March 31, 2020
Humanities at Home

Resources you might need, homebound humanities activities, and Leah’s picks to think, read and talk

Between my work on the suffrage centennial, the upcoming census and daily public health reminders to #StayIN, I’m thinking a lot about civic duty lately. What do we owe to each other and to our government to ensure our society is healthy and our governance is functional? What can we expect in return? Where do we have personal agency to shape the world around us, and when does it matter that we act collectively to meet a crisis and to protect our most vulnerable? How do our ideas about civic duty expand, if at all, at times like this? I don’t have the answers, yet these are the kinds of questions that we understand better the more points of view we consider. If you need a new topic of discussion with friends and family, why not tackle these big ones?

Stay well and stay in!

—Leah


COVID-19 resources for individuals and groups: 

  • The Arts & Humanities Institute at IUPUI has started an oral history project to collect the experiences of people during the coronavirus epidemic. They’re looking for both interview subjects and interviewers; learn more here
     
  • The federal coronavirus relief bill will include funding for humanities, arts and cultural organizations impacted by the crisis. Read the announcement from the National Endowment for the Humanities.

 Indiana Humanities happenings: 

  • Books, Booze & Brains, our monthly book club for science geeks, is going virtual. Tune in online at 6:30 p.m. for a fun talk about cyborgs, artificial intelligence, robotics and graphic novels. Get directions for how to participate via Zoom.  
     
  • Tomorrow is Census Day! So many federal resources, including the formula that determines Indiana Humanities’ funding from the National Endowment for the Humanities, are distributed based on census results. You can fill out your census online
    • By the way, it’s the centennial of the 1920 census, which was the first to show that the majority of Americans lived in cities and towns—a major turning point in the urban/rural dynamic and one of the reasons we created the INseparable initiative for 2020. 
  • April is National Poetry Month! Starting tomorrow we’ll feature Indiana poets and poetry, curated by Indiana Poet Laureate Matthew Graham. And over at Indiana Authors Awards (FacebookInstagramTwitter), you can read a poem-a-day by an Indiana poet.
  • Has it ever been more important to think and talk about the ways we relate to each other across boundaries? When we’re able to gather again in person, consider hosting a speaker in your community who can help inspire that kind of conversation, as part of our INseparable Speakers Bureau. From beer to water, Brown County to Gary, maps to Middletown, our curated list of talks provide a variety of lenses for thinking about the ways we are, or are not, inseparable. Applications are due today for talks that take place after August 1.

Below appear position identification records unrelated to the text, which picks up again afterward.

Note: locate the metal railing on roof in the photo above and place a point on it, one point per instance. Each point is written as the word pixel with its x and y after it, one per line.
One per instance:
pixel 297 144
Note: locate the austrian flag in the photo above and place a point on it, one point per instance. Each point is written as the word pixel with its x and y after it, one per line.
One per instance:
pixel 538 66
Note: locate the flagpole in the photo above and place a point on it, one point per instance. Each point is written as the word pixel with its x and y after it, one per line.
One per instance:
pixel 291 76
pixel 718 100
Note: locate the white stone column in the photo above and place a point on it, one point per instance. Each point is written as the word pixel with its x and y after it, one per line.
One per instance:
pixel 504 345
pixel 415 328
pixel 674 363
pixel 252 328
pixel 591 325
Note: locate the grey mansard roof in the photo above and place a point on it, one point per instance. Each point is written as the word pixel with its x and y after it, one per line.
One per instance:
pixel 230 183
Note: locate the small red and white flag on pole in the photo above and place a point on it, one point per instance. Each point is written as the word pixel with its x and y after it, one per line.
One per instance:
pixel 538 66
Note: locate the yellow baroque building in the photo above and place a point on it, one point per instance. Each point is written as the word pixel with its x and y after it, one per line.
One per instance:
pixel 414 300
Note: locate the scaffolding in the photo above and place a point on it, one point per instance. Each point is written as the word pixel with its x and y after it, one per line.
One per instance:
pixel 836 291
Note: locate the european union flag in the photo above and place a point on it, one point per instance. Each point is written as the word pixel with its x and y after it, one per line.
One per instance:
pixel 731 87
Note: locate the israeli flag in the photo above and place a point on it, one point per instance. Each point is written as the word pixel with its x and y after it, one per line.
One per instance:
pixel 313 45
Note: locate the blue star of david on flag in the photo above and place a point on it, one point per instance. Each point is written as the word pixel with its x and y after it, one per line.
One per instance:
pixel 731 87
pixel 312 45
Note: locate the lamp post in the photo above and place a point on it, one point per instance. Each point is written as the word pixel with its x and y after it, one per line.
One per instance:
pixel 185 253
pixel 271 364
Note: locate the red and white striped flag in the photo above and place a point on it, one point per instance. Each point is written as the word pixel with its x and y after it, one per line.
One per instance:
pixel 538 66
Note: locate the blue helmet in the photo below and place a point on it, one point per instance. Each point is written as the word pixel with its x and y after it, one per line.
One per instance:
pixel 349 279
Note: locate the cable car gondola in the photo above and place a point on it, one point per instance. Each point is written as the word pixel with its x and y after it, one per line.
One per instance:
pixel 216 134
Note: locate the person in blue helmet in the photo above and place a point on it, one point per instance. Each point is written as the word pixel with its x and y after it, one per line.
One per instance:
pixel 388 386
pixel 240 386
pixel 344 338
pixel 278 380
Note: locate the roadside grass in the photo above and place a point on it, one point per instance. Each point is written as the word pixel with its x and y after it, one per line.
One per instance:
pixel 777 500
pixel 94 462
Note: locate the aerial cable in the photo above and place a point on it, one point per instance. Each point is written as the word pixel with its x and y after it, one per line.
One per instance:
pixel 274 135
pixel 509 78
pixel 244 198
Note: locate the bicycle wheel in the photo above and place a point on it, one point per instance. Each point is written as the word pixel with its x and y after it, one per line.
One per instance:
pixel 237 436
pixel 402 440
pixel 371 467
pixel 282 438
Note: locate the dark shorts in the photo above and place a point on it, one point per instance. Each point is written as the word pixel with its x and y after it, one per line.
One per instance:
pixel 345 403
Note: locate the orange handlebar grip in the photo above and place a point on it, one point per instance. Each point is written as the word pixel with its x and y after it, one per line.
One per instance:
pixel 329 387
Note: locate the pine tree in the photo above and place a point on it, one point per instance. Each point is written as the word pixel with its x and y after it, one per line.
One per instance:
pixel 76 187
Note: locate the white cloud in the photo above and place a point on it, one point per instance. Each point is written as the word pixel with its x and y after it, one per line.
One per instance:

What I’m thinking, reading and talking about: 

  • To be quite honest, if I have to be shut in, I’m glad it’s just as the conclusion to Hilary Mantel’s brilliant, bloody Thomas Cromwell trilogy arrived; I’ve been reading The Mirror and the Lightthe follow up to Wolf Hall and Bring Up the Bodies, which are easily my favorite novels of the last decade. 
  • For obvious reasons, lately I’ve been thinking of how much of what we consider the Western canon has been directly shaped by the plague and other epidemics. This idea is the focus of “Plague and the Playhouse,” part of one of my all-time favorite podcasts, Shakespeare’s Restless Worldwhich looks at how recurrent plagues, fluxes and other diseases affected the Bard’s life and writing.

 What I’m looking forward to: 

  • I saw the trailer for the upcoming American Experience episode The Vote and I got goosebumps. Mark your calendars for July 6.